“What does it feel like?”, I asked as I took a seat next to the bed.  “Eish man, it feels like I am being attacked by a knife”.  Like a long, thin blade piercing through the skin and deep into muscle tissue, the sharp pain radiated from his lower back and spread down to his ankles – leaving him almost completely immobile.  Describing the pain as a stabbing feeling wasn’t due to Obakeng’s flair for the dramatic.  If you’ve had the privilege of meeting him you would know that such a flair doesn’t exist (he’s as calm, steady, and quiet spirited as they come).  Wincing through the sudden spasm attacks, Pastor Obakeng slowly lifts up the back of his shirt to reveal that his pain comparison has merit. “Man, these are from my time of living on the streets.  Living like a gangster.”, Obakeng said as he traced his finger along one of the ragged, raised lines of scar tissue.

Laying on his bed, in the one bedroom shack he calls home, the gangster turned preacher briefly shared his painful path to finding God (this is a marvelous story worth tuning in for on a later date).  However, on the day of this visit, Obakeng wasn’t dealing with past hurts.  Just as he was about to say something, his face contorted drastically, betraying his attempt to conceal how much pain he was presently in. While dealing with his suffering in silence, I spoke up on his behalf, “The team will manage well enough without you for a day, you need to stay here and rest”.  After much convincing, Pastor Obakeng surrendered to the reality that he would not be saying goodbye to the U.S. group volunteering in his village church. As I drove away from his house to rejoin the mission team I couldn’t help but wonder what may have caused Obakeng’s back issues to flare up.  The whole week he seemed fine.  He was seen playing soccer with the kids, he worked with the visiting team to break ground on a church garden,  at every home visit to the sick he took the time to kneel down and offer a comforting touch.  As the week’s events unfolded in my mind the source of Obakeng’s back pain became clear – it was his relentless service to the community.   The last seven days I had the privilege of watching a man that had grown from gangster, to preacher, to community leader. Now all the playing, all the serving, and all the caring had caught up to Obakeng.  The old injuries nagged at him, putting the community care-taker in need of desperate care.

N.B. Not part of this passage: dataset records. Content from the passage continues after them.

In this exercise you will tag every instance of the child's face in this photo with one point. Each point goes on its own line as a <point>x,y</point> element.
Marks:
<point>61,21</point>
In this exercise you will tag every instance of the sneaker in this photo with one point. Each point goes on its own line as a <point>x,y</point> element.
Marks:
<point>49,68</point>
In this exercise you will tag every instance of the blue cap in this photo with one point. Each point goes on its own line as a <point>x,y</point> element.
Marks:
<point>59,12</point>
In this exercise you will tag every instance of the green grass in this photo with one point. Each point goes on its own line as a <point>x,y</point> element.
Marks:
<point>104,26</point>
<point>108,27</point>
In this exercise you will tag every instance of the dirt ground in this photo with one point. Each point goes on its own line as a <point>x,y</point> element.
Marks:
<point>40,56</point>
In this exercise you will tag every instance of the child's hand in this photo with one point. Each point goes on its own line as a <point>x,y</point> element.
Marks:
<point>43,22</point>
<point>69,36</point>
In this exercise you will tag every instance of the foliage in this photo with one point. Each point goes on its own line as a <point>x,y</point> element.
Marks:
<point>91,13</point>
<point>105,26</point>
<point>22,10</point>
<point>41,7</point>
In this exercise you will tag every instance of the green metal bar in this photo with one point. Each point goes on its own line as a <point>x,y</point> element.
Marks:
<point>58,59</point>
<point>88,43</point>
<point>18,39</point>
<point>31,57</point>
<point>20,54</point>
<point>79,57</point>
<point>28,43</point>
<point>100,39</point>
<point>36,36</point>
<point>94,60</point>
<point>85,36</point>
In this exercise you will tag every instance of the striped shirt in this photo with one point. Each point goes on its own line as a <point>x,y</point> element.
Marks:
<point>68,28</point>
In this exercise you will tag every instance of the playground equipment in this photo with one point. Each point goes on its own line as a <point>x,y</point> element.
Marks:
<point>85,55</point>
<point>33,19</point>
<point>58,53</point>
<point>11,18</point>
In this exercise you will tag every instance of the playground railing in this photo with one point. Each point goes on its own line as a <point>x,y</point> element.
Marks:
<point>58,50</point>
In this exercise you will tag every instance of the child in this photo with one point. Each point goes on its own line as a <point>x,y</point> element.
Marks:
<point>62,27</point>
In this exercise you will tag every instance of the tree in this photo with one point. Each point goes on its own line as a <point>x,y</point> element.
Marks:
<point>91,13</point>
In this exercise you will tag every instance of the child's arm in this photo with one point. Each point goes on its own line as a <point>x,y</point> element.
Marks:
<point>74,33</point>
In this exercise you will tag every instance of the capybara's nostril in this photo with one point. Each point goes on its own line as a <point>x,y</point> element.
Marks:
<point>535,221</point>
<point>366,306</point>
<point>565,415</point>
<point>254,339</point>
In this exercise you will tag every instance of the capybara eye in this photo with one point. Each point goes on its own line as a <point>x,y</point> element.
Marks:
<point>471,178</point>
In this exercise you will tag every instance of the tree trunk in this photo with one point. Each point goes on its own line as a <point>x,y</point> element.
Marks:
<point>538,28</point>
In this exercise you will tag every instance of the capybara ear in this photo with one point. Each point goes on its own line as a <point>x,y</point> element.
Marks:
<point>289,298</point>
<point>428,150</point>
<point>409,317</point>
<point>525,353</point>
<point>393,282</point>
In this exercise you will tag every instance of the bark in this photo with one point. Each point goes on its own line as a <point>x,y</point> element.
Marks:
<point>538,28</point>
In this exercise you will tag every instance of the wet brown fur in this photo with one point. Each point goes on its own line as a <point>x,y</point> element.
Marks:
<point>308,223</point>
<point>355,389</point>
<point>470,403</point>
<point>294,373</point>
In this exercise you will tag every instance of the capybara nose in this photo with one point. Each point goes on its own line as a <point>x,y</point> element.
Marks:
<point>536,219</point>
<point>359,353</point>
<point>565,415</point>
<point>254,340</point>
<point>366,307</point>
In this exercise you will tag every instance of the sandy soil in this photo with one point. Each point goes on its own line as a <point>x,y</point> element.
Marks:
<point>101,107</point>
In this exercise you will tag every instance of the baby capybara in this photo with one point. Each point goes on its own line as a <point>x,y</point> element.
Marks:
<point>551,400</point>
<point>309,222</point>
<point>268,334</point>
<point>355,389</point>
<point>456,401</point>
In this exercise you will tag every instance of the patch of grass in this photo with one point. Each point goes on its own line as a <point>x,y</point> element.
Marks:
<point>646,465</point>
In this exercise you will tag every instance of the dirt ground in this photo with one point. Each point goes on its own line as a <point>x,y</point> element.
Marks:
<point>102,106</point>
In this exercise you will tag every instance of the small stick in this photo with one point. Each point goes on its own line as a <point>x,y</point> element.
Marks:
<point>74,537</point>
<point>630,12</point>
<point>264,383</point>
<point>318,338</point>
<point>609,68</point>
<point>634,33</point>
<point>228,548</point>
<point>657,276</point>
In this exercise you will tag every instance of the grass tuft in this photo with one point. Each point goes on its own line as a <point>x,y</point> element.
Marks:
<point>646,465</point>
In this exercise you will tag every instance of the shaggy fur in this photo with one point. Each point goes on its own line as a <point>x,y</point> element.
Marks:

The beauty of a movement like the Orchard: Community is that it draws connections across international, cultural, and racial borders.  It gives people a platform to meet and serve the vulnerable with not only their money, but also their talents, and time. Community member Naomi experienced these communal truth’s first hand as one of the U.S. team members volunteering at Obakeng’s church.  When she heard about Pastor Obakeng’s back problems she was quick to put her talent as a professional massage therapist to good use.  Naomi used her knowledge to teach Obakeng’s wife how to care for her husband’s pain. The rest of the visiting team took time out of their lunch break to do an unscheduled home visit.  The whole group crowded into the small metal shack and laid hands on Obakeng as they prayed. After the last petition had gone up, Obakeng addressed the group through tears of joy, “This encourages me, because I am usually the one visiting the sick. I will take this healing and transform it to heal others worse than me.”

When you minister to a leader, every person that follows that leader, looks up to them, and is served by them benefits a little bit from the investment you make in their leader.  This is what you do as an Orchard: Community.  You restore hope, you care for the vulnerable, and you bring healing to community leaders in need of encouragement and healing too.